Non ha la vastità epica di “Underworld” né la forza critica di “Rumore bianco”, ma alla fine “I nomi” è il romanzo di Don DeLillo che mi emoziona di più. Strano, considerando quanto è distante dal baricentro di questo autore (è un romanzo dove il passato una volta tanto conta più del futuro e dove gli Stati Uniti non sono il teatro dell’azione ma vengono raccontati da sperdute isole greche e o dal Medio Oriente).
Riletto in questi giorni per la terza volta. Rinnovo la mia ammirazione per questo autore. Ne “I nomi” DeLillo fa almeno due cose che mi affascinano (e che io, come scrittore, inseguo da tempo col fiatone del gregario).
La prima. Nascondere una trama thriller all’interno di un romanzo colto. Non è la cosa in sé a essere sorprendente, quanto l’olimpica armonia con cui l’autore riesce a far dialogare le due anime.
La seconda, più difficile da spiegare. L’immaginario di DeLillo è sempre stato costituito dalle paranoie della cultura occidentale. Nulla di strano visto che si tratta di un autore postmoderno. Ma l’elaborazione di questo immaginario – a differenza di quello che fanno molti altri suoi colleghi – in DeLillo assurge al livello di una mistica. Una mistica rispettosa, priva di colore satirico. Nell’ambito della produzione di DeLillo, “I nomi” costituiscono la vetta di questo percorso ascetico.
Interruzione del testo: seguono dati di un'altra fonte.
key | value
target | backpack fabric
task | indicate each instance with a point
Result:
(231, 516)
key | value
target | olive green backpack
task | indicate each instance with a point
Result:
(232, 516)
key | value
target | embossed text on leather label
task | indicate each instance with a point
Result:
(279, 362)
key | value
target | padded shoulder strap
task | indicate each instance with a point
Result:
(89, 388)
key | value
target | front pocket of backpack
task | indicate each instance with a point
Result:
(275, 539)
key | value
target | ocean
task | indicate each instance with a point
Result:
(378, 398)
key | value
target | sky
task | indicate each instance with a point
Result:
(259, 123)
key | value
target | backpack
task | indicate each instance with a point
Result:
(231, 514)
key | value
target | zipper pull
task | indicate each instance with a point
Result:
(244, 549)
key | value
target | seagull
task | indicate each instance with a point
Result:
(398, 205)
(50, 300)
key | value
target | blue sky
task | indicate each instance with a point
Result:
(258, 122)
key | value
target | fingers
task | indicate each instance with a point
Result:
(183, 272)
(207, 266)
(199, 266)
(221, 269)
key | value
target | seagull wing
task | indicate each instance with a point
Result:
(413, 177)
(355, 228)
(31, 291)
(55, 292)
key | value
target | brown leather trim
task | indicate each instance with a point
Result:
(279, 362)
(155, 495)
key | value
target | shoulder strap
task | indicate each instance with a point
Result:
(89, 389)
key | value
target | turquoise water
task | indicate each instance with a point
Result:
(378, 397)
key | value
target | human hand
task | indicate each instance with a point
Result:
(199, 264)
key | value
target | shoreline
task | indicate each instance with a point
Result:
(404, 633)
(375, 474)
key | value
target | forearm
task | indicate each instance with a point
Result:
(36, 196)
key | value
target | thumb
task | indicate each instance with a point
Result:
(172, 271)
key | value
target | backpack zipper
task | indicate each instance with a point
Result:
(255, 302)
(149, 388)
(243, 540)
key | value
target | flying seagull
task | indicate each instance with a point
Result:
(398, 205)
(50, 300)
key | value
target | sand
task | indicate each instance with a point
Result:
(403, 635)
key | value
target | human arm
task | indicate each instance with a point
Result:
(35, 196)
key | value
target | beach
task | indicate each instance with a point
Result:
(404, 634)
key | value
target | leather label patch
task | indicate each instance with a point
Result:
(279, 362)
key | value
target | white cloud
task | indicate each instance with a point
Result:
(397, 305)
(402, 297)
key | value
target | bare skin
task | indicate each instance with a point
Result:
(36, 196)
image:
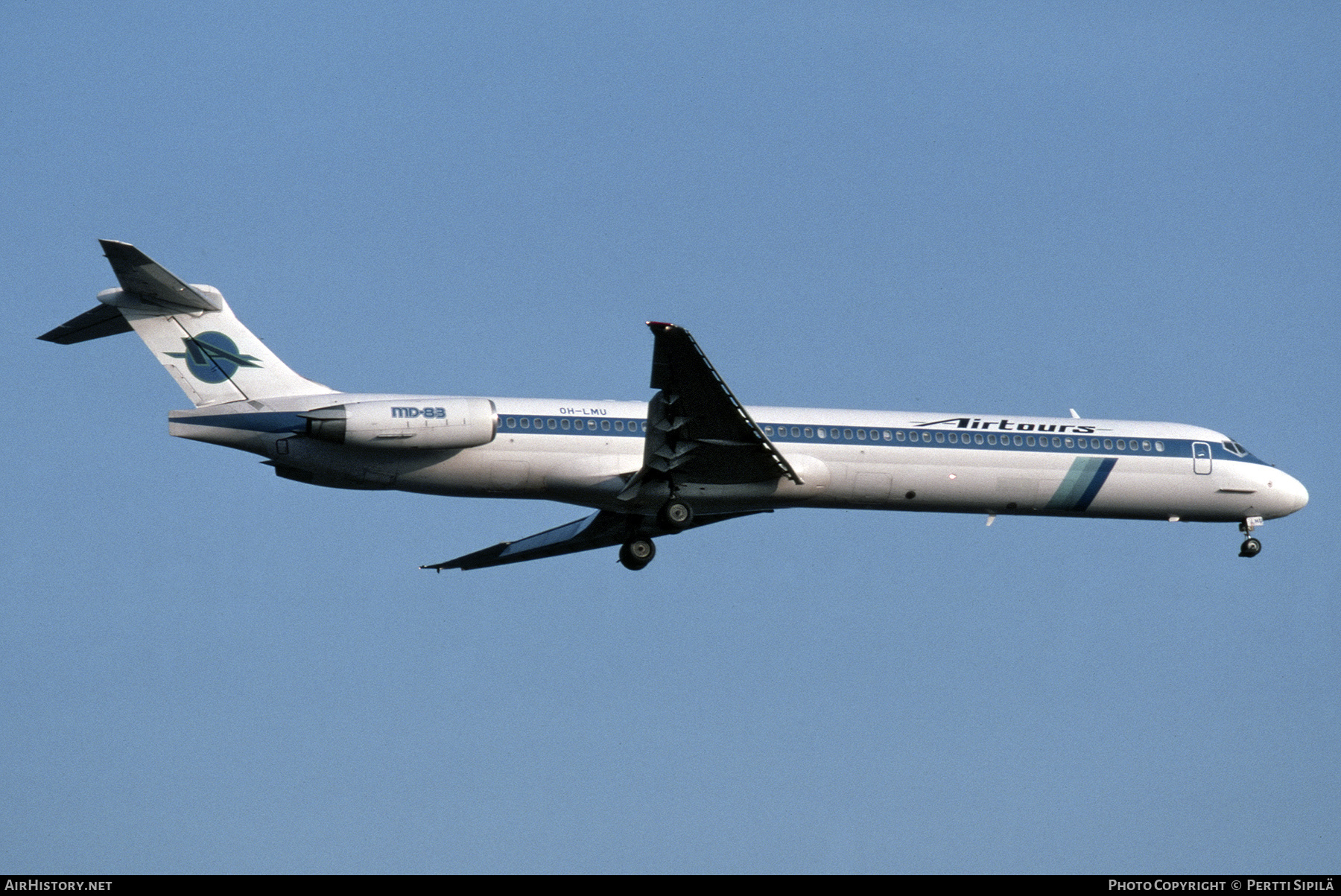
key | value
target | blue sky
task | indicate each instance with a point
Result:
(992, 209)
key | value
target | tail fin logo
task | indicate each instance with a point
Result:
(214, 357)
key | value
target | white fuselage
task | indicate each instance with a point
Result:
(583, 452)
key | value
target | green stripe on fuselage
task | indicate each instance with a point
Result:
(1079, 478)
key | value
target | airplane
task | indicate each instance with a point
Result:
(691, 457)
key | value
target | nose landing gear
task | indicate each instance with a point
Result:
(1252, 546)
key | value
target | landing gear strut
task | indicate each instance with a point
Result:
(1252, 546)
(637, 553)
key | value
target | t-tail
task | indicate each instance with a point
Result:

Come spesso accade negli autori postmoderni c’è un’attenzione ossessiva nei confronti dei non-luoghi, delle masse, della paura della morte. Di nuovo, nessuna originalità nei temi trattati, ma ne “I nomi” DeLillo affronta tutto questo con una scrittura di cristallina bellezza che si fissa come canone:
“Lungo una costa nordica al tramonto, una sommessa luce dorata nasce dall’acqua, si allarga a ventaglio sui laghi e traccia fiumi sinuosi verso il mare, ed eccoci di nuovo in viaggio, instupiditi e ignari della remota bellezza sotto di noi, della terra d’ardesia e la pianura che ci lasciamo alle spalle, attraverso fasce di pioggia nella notte. Per noi, questo è tempo del tutto perso. Non ce ne ricordiamo. Non ne riportiamo impressioni e sensazioni, nessuna voce, nulla del potente vento sollevato dall’aereo sulla pista, o del rumore sommesso del motore in volo, o delle ore d’attesa. Nulla ci resta attaccato oltre al fumo nei capelli e sugli abiti. È tempo morto. Non è mai esistito finché non esiste di nuovo, e dopo non è mai esistito.”